13ft – A site similar to 12ft.io but self-hosted

Running a server just to set the user agent header to the googlebot one for some requests feels a bit heavyweight.

But perhaps it’s necessary, as it seems Firefox no longer has an about:config option to override the user agent…am I missing it somewhere?

Edit: The about:config option general.useragent.override can be created and will be used for all requests (I just tested). I was confused because that config key doesn’t exist in a fresh install of Firefox. The user agent header string from this repo is: "Mozilla/5.0 (Linux; Android 6.0.1; Nexus 5X Build/MMB29P) AppleWebKit/537.36 (KHTML, like Gecko) Chrome/W.X.Y.Z Mobile Safari/537.36 (compatible; Googlebot/2.1; +http://www.google.com/bot.html)"

codetrotter · 2 years ago

> set the user agent header to the googlebot one

Also, how effective is this really? Don’t the big news sites check the IP address of the user agents that claim to be GoogleBot?

mdotk · 2 years ago

This. 12ft has never ever worked for me.

dutchmartin · 2 years ago

If you would host that server on Google cloud, you would make it a lot harder already.

Zaheer · 2 years ago

If this is all it's doing then you could also just use this extension: https://requestly.com/

Create a rule to replace user agent with "Mozilla/5.0 (Linux; Android 6.0.1; Nexus 5X Build/MMB29P) AppleWebKit/537.36 (KHTML, like Gecko) Chrome/W.X.Y.Z Mobile Safari/537.36 (compatible; Googlebot/2.1; +http://www.google.com/bot.html)"

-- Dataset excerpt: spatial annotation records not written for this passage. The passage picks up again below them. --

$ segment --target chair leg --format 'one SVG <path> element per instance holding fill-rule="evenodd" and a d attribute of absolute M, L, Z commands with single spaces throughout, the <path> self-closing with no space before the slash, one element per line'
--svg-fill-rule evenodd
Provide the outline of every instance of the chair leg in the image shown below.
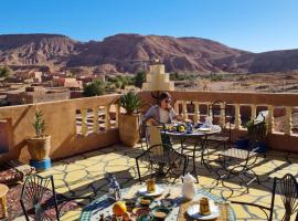
<path fill-rule="evenodd" d="M 138 176 L 139 176 L 139 182 L 141 183 L 140 168 L 139 168 L 139 162 L 137 159 L 136 159 L 136 162 L 137 162 L 137 171 L 138 171 Z"/>

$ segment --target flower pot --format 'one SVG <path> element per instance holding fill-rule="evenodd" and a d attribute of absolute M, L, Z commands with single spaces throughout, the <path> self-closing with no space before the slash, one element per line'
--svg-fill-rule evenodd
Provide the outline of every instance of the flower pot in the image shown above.
<path fill-rule="evenodd" d="M 139 141 L 139 114 L 121 114 L 119 117 L 120 140 L 128 147 L 134 147 Z"/>
<path fill-rule="evenodd" d="M 32 137 L 26 139 L 31 160 L 41 161 L 49 158 L 51 150 L 51 136 Z"/>
<path fill-rule="evenodd" d="M 246 137 L 238 137 L 235 141 L 235 146 L 240 149 L 246 149 L 248 147 L 248 139 Z"/>

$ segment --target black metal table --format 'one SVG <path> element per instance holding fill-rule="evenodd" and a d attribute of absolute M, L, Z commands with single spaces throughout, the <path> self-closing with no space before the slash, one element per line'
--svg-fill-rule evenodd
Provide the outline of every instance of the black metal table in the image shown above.
<path fill-rule="evenodd" d="M 209 131 L 203 131 L 199 129 L 193 129 L 191 134 L 189 133 L 179 133 L 179 131 L 170 131 L 170 130 L 161 130 L 162 134 L 168 135 L 169 137 L 178 138 L 180 139 L 181 144 L 181 154 L 183 154 L 184 150 L 191 151 L 192 156 L 188 156 L 192 158 L 192 173 L 195 176 L 196 182 L 199 182 L 196 169 L 195 169 L 195 156 L 198 151 L 201 151 L 201 164 L 205 166 L 207 170 L 210 170 L 210 166 L 205 161 L 205 151 L 207 151 L 207 137 L 214 134 L 219 134 L 222 131 L 222 128 L 217 125 L 213 125 Z M 184 147 L 184 143 L 187 139 L 194 139 L 193 148 Z"/>

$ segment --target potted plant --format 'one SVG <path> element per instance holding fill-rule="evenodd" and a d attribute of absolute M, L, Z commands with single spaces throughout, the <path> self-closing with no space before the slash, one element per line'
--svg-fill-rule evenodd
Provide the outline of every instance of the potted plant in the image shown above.
<path fill-rule="evenodd" d="M 45 161 L 45 164 L 49 165 L 50 161 L 49 155 L 51 150 L 51 136 L 44 135 L 45 120 L 43 119 L 42 110 L 39 110 L 38 108 L 34 113 L 34 120 L 32 123 L 32 126 L 35 130 L 35 136 L 26 139 L 28 150 L 31 156 L 31 165 L 35 167 L 39 164 L 43 164 L 43 161 Z M 44 168 L 46 166 L 42 167 Z"/>
<path fill-rule="evenodd" d="M 253 127 L 254 127 L 255 120 L 249 120 L 247 122 L 244 127 L 247 129 L 247 135 L 248 137 L 252 136 Z M 264 130 L 259 131 L 263 134 L 258 135 L 258 140 L 256 140 L 256 147 L 257 147 L 257 152 L 264 154 L 266 151 L 266 136 L 267 136 L 267 124 L 266 122 L 262 122 L 264 124 Z M 246 148 L 249 145 L 248 137 L 238 137 L 236 140 L 236 146 L 238 148 Z"/>
<path fill-rule="evenodd" d="M 120 140 L 125 145 L 134 147 L 139 140 L 140 114 L 138 109 L 141 107 L 141 99 L 135 92 L 130 91 L 120 97 L 119 103 L 126 110 L 119 117 Z"/>

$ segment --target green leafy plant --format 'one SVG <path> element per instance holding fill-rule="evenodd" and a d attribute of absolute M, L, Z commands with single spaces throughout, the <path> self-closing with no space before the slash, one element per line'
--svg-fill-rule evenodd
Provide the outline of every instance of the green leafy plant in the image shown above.
<path fill-rule="evenodd" d="M 43 119 L 42 110 L 36 109 L 32 126 L 34 127 L 36 137 L 42 137 L 45 130 L 45 120 Z"/>
<path fill-rule="evenodd" d="M 141 88 L 142 83 L 146 82 L 146 72 L 145 71 L 138 72 L 134 80 L 135 86 Z"/>
<path fill-rule="evenodd" d="M 0 66 L 0 77 L 7 78 L 11 73 L 12 71 L 9 66 Z"/>
<path fill-rule="evenodd" d="M 248 134 L 252 134 L 252 133 L 253 133 L 254 124 L 255 124 L 254 120 L 249 120 L 249 122 L 247 122 L 247 123 L 244 125 L 244 127 L 247 129 L 247 133 L 248 133 Z"/>
<path fill-rule="evenodd" d="M 85 97 L 99 96 L 106 93 L 105 83 L 97 80 L 84 86 L 83 95 Z"/>
<path fill-rule="evenodd" d="M 120 97 L 120 106 L 126 109 L 127 114 L 134 114 L 141 107 L 140 97 L 132 91 Z"/>

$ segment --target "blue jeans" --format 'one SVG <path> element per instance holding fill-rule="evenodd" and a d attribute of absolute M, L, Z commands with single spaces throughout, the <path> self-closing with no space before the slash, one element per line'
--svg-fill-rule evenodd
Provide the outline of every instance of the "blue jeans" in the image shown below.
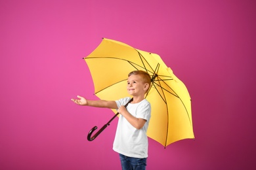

I just tried it and seems to work.

unethical_ban · 2 years ago

I tried "User Agent Switcher" since it doesn't require a login. Washingtonpost.com blocked me, and NYT won't load article contents.

mathfailure · 2 years ago

It used to be a good extension. Now it is crapware tied to web services. I don't want any web services, I don't want seeing ads about paid features, I want a free extension working absolutely locally and not phoning home.

This piece of crap is, unfortunately, unfit.

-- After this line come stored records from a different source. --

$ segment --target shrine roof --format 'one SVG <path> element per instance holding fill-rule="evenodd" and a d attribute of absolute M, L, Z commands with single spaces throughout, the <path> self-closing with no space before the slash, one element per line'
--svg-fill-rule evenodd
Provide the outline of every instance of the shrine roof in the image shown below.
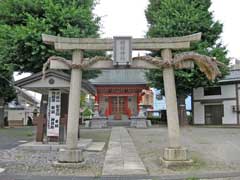
<path fill-rule="evenodd" d="M 146 85 L 146 70 L 142 69 L 114 69 L 101 70 L 101 74 L 90 82 L 93 85 Z"/>

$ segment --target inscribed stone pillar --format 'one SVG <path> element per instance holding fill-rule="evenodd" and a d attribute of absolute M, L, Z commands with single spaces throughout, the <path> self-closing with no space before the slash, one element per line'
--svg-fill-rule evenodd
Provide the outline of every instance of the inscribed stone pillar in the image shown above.
<path fill-rule="evenodd" d="M 73 51 L 72 64 L 75 65 L 75 67 L 81 64 L 82 56 L 82 51 Z M 83 161 L 82 151 L 77 148 L 81 82 L 82 70 L 73 68 L 69 92 L 66 149 L 60 149 L 59 162 L 77 163 Z"/>
<path fill-rule="evenodd" d="M 72 63 L 75 65 L 81 64 L 82 52 L 73 51 Z M 72 69 L 69 105 L 68 105 L 68 123 L 67 123 L 67 148 L 76 149 L 78 143 L 78 123 L 80 113 L 80 93 L 81 93 L 82 71 L 77 68 Z"/>
<path fill-rule="evenodd" d="M 162 58 L 165 61 L 172 60 L 172 52 L 170 49 L 164 49 L 161 52 Z M 168 137 L 169 147 L 180 147 L 179 141 L 179 120 L 177 110 L 176 87 L 174 78 L 174 69 L 172 66 L 163 69 L 164 91 L 167 106 L 167 122 L 168 122 Z"/>

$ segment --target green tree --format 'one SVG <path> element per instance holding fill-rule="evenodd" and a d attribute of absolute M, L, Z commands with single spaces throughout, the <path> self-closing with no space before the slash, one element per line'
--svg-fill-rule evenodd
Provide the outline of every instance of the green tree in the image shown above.
<path fill-rule="evenodd" d="M 0 128 L 4 127 L 4 105 L 15 98 L 15 89 L 11 80 L 13 71 L 11 66 L 2 64 L 0 66 Z"/>
<path fill-rule="evenodd" d="M 100 18 L 92 13 L 95 0 L 4 0 L 0 1 L 0 99 L 14 95 L 13 71 L 39 72 L 52 55 L 71 59 L 68 52 L 56 52 L 43 44 L 41 34 L 66 37 L 99 37 Z M 85 52 L 84 56 L 96 55 Z M 84 71 L 83 78 L 99 71 Z M 0 122 L 1 122 L 0 117 Z"/>
<path fill-rule="evenodd" d="M 92 13 L 95 0 L 0 1 L 0 59 L 20 72 L 39 72 L 52 55 L 71 58 L 43 44 L 41 34 L 99 37 L 100 18 Z M 86 52 L 85 56 L 96 55 Z M 91 78 L 96 72 L 84 72 Z"/>
<path fill-rule="evenodd" d="M 149 24 L 147 36 L 174 37 L 202 32 L 201 42 L 194 43 L 190 51 L 216 57 L 228 65 L 227 50 L 220 41 L 223 25 L 213 19 L 213 13 L 209 10 L 210 6 L 211 0 L 150 0 L 145 11 Z M 159 55 L 159 52 L 153 52 L 153 55 Z M 220 67 L 220 70 L 222 77 L 228 73 L 227 67 Z M 163 92 L 161 70 L 151 70 L 147 73 L 147 77 L 153 87 Z M 185 98 L 191 95 L 193 88 L 213 85 L 218 79 L 210 82 L 195 66 L 191 70 L 176 70 L 175 80 L 178 104 L 185 105 Z M 179 109 L 182 112 L 180 113 L 182 124 L 186 121 L 186 109 L 185 106 L 179 106 Z"/>

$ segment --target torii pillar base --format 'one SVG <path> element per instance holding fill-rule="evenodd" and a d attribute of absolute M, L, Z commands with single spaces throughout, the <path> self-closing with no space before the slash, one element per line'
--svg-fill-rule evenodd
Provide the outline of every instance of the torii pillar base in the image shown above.
<path fill-rule="evenodd" d="M 183 147 L 165 148 L 163 157 L 160 157 L 160 162 L 164 167 L 173 166 L 189 166 L 193 160 L 188 156 L 188 150 Z"/>
<path fill-rule="evenodd" d="M 81 149 L 60 149 L 58 155 L 59 163 L 80 163 L 83 162 Z"/>

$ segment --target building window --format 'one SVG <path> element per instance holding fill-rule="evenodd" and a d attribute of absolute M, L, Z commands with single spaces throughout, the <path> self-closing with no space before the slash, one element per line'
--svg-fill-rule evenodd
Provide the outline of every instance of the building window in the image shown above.
<path fill-rule="evenodd" d="M 221 86 L 204 88 L 204 96 L 221 95 Z"/>

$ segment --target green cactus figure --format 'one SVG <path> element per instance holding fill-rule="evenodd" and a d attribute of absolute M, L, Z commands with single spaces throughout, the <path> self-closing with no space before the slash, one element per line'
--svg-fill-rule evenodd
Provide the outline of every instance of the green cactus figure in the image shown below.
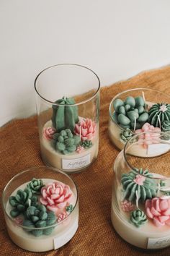
<path fill-rule="evenodd" d="M 81 145 L 82 147 L 84 147 L 84 148 L 89 148 L 92 147 L 93 143 L 91 140 L 86 140 L 81 142 Z"/>
<path fill-rule="evenodd" d="M 41 188 L 44 186 L 42 179 L 37 179 L 33 178 L 32 181 L 27 185 L 31 190 L 32 194 L 40 194 Z"/>
<path fill-rule="evenodd" d="M 148 170 L 142 168 L 130 171 L 128 174 L 122 175 L 121 183 L 124 190 L 124 199 L 129 201 L 136 200 L 136 192 L 138 199 L 144 202 L 146 199 L 151 199 L 156 196 L 156 183 L 152 174 Z"/>
<path fill-rule="evenodd" d="M 130 221 L 137 228 L 139 228 L 141 225 L 145 224 L 148 220 L 145 213 L 140 209 L 137 209 L 130 213 Z"/>
<path fill-rule="evenodd" d="M 125 101 L 117 98 L 113 102 L 113 119 L 122 128 L 140 129 L 148 119 L 143 97 L 127 97 Z"/>
<path fill-rule="evenodd" d="M 163 132 L 170 132 L 170 120 L 166 120 L 164 121 L 161 126 L 161 129 Z"/>
<path fill-rule="evenodd" d="M 126 128 L 125 129 L 120 135 L 121 140 L 126 142 L 134 135 L 134 133 L 131 131 L 130 129 Z"/>
<path fill-rule="evenodd" d="M 53 135 L 53 144 L 55 149 L 64 155 L 75 151 L 80 142 L 80 137 L 73 135 L 70 129 L 63 129 Z"/>
<path fill-rule="evenodd" d="M 9 202 L 14 208 L 10 211 L 10 215 L 12 218 L 15 218 L 24 213 L 29 205 L 37 205 L 37 198 L 36 196 L 32 196 L 30 189 L 26 188 L 24 190 L 19 189 L 16 196 L 9 197 Z"/>
<path fill-rule="evenodd" d="M 170 104 L 154 104 L 149 109 L 148 115 L 148 122 L 155 127 L 160 127 L 166 121 L 170 121 Z"/>
<path fill-rule="evenodd" d="M 73 205 L 70 205 L 66 207 L 66 210 L 68 213 L 71 213 L 73 210 Z"/>
<path fill-rule="evenodd" d="M 56 101 L 55 103 L 60 106 L 53 105 L 52 107 L 51 120 L 54 128 L 58 132 L 66 128 L 73 132 L 75 124 L 79 122 L 78 108 L 76 106 L 71 106 L 76 103 L 75 101 L 71 98 L 63 97 L 62 99 Z"/>
<path fill-rule="evenodd" d="M 22 225 L 30 228 L 25 229 L 25 231 L 31 232 L 35 236 L 50 234 L 53 228 L 48 228 L 48 226 L 54 224 L 56 221 L 55 213 L 47 212 L 46 208 L 42 205 L 37 207 L 30 206 L 25 213 L 25 216 Z M 38 229 L 38 228 L 45 227 L 47 229 Z"/>

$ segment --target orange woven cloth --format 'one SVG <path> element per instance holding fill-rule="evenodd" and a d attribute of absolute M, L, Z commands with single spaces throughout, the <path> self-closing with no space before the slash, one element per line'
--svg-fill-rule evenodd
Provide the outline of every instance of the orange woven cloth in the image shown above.
<path fill-rule="evenodd" d="M 119 151 L 108 137 L 109 105 L 118 93 L 133 88 L 152 88 L 170 94 L 170 67 L 145 72 L 126 81 L 101 89 L 99 152 L 96 161 L 71 174 L 79 192 L 79 226 L 73 239 L 56 251 L 34 253 L 15 245 L 6 232 L 0 208 L 0 255 L 136 256 L 170 255 L 170 247 L 147 251 L 123 241 L 111 220 L 112 166 Z M 0 129 L 0 192 L 17 173 L 43 165 L 40 157 L 37 116 L 14 120 Z"/>

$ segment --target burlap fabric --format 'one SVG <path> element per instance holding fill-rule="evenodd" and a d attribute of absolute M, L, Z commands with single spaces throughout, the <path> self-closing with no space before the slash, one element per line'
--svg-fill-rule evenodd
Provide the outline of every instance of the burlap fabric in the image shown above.
<path fill-rule="evenodd" d="M 33 253 L 16 246 L 9 238 L 2 208 L 0 212 L 1 255 L 170 255 L 170 247 L 148 252 L 123 241 L 110 221 L 112 166 L 119 151 L 107 135 L 109 104 L 118 93 L 132 88 L 150 87 L 170 93 L 170 67 L 145 72 L 127 80 L 101 89 L 99 153 L 86 171 L 72 174 L 79 190 L 79 227 L 73 238 L 56 251 Z M 14 120 L 0 129 L 1 195 L 15 174 L 43 164 L 37 117 Z"/>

NoboruWataya · 2 years ago

I use this extension which has a decent UI: https://webextension.org/listing/useragent-switcher.html

Beijinger · 2 years ago

This does not work anymore?

https://addons.mozilla.org/en-US/firefox/addon/random_user_a...

chefandy · 2 years ago

It says it blocks ads and other things, too. I imagine the use case is someone wanting this for multiple devices/people so they don't have to set up an extension for every platform/device individually. I have no idea how effective it is

judge2020 · 2 years ago

I always do DevTools -> Network Conditions to set UA, at least in Chrome.

darknavi · 2 years ago

Personally I find it nice for sending articles to friends.

samstave · 2 years ago

You can make a search related function in FF by rightclicking on that box and 'add keyword for this search' https://i.imgur.com/AkMxqIj.png

and then in your browser just type the letter you assign it to: for example, I have 'i' == the searchbox for IMDB, so I type 'i [movie]' in my url and it brings up the IMDB search of that movie . https://i.imgur.com/dXdwsbA.png

So you can just assign 'a' to that search box and type 'a [URL]' in your address bar and it will submit it to your little thing.

cortesoft · 2 years ago

That would mean that your self-hosted install is exposed to the internet. I don't think I want to run a publicly accessible global relay.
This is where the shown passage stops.